Wikipedia: Pied Avocet
 
Pied Avocet

Conservation status
Scientific classification
Kingdom: Animalia
Phylum: Chordata
Class: Aves
Order: Charadriiformes
Family: Recurvirostridae
Genus: Recurvirostra
Species: R. avosetta
Binomial name
Recurvirostra avosetta
(Linnaeus, 1758)

The Pied Avocet (Recurvirostra avosetta) is a large wader in the avocet and stilt family, Recurvirostridae.

Adults have white plumage except for a black cap and black patches in the wings and on the back.
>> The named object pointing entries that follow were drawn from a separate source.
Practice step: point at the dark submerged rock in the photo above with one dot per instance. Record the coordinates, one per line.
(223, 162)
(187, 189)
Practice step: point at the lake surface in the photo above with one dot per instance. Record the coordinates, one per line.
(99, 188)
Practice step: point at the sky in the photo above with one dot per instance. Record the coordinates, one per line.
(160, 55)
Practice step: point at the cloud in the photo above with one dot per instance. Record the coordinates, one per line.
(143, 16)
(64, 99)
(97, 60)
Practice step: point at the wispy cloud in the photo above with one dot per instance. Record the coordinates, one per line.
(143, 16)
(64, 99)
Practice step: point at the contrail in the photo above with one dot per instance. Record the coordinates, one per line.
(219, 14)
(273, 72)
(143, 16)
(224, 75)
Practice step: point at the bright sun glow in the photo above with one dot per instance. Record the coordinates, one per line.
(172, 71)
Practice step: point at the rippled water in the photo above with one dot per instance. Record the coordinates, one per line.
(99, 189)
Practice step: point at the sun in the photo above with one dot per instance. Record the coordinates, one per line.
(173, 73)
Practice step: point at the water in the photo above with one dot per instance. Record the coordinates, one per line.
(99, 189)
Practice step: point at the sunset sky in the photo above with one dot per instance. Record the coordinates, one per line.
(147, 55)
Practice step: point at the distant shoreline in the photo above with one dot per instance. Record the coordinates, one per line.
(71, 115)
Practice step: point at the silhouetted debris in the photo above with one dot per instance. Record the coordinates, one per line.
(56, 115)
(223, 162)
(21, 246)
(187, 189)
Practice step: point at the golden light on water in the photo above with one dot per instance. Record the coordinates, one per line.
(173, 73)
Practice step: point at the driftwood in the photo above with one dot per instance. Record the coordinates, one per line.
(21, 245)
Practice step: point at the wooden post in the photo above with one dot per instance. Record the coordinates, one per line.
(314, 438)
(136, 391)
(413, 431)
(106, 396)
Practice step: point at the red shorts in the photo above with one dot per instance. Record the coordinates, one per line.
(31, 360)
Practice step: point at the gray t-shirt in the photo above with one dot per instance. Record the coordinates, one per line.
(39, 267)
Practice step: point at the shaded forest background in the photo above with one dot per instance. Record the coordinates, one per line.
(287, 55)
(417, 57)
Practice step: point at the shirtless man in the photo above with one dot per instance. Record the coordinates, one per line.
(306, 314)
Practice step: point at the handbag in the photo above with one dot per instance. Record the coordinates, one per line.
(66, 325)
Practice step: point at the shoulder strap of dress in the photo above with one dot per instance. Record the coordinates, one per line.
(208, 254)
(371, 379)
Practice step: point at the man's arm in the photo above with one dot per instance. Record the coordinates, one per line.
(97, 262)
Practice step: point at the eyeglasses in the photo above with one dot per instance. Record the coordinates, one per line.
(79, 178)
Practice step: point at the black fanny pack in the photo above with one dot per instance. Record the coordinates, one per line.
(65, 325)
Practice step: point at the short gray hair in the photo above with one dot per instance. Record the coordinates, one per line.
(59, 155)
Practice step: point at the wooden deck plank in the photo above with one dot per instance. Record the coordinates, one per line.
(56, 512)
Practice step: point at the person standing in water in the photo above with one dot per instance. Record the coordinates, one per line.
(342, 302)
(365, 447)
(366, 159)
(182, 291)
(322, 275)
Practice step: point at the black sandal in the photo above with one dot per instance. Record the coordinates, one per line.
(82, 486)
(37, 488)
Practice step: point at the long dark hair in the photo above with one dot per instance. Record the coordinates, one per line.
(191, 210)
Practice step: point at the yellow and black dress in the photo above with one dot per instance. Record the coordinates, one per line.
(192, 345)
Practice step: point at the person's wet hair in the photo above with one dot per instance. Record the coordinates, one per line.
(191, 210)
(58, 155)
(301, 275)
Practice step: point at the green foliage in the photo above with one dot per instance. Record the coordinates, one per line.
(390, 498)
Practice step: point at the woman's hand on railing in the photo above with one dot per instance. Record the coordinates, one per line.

They have long, upturned bills and long, bluish legs. Juvenile birds are brown where the adult is black, and the juvenile's white plumage is often blotched with greyer patches.

Their breeding habitat is in shallow lakes with brackish water and bare mud exposed. They nest on open ground, often in small groups, sometimes with other waders. 3-5 eggs are laid in a lined scrape or on a mound of vegetation.

They breed in temperate Europe and western and Central Asia. This species is migratory and most winter in Africa or southern Asia. Some remain to winter in the mildest parts of their range, for example in southern Spain and southern England.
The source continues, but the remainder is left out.